Well, first off, NFLD is in Canada, so US housing codes don't even vaguely apply.
As Enahs says, housing codes vary. There are certain basic ones that virtually all states/counties/cities comply to (codes are determined at that level roughly -- states make certain minimums, which are generally very broad. Counties then adopt more strict codes. Depending on how the state laws work, a city/township may have local authority instead of the county). For instance, all bedrooms must have a window for a secondary escape route, all bathrooms must have some form of ventillation (window or fan), there are plumbing and electrical standards, etc.
Now in certain areas of the country the codes are extremely rigorous. California probably has the toughest codes, at least for anywhere that is potentially affected by an earthquake. Florida is probably second due to hurricane proofing -- modern construction in Florida is supposed to be able to withstand 150 mph winds without damage. That's pretty damn tough (and it doesn't cost much more to do either -- it's mainly using additional ties between structural members and using hurricane proof glass... which has the added benefit of being very high efficiency).
Now the issue is that many of these codes are relatively recent. Anything built in Florida pre-Andrew (1992) was under much less rigorous codes -- code which proved to be insufficient.
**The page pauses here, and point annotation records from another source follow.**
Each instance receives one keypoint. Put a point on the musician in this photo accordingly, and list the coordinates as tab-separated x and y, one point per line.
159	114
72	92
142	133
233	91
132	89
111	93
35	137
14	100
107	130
Ditto for anything in California that wasn't built in the last 10 years. We've learned a lot about earthquake proofing in that time. The flipside is that there are some things you simply cannot stand up against. A category 5 hurricane is one -- the only things in its direct path that will survive are hardened concrete bunkers. And tornadoes will destroy absolutely anything they hit.
Part of the problem is that coastal land has become absurdly popular and expensive. People literally build houses on sandbars which is pretty much doomed to vanish in the face of a large storm like this. And while you can get insurance to pay for the loss of house, you can't insure the loss of land, so if your plot suddenly becomes ocean again then you're SOL.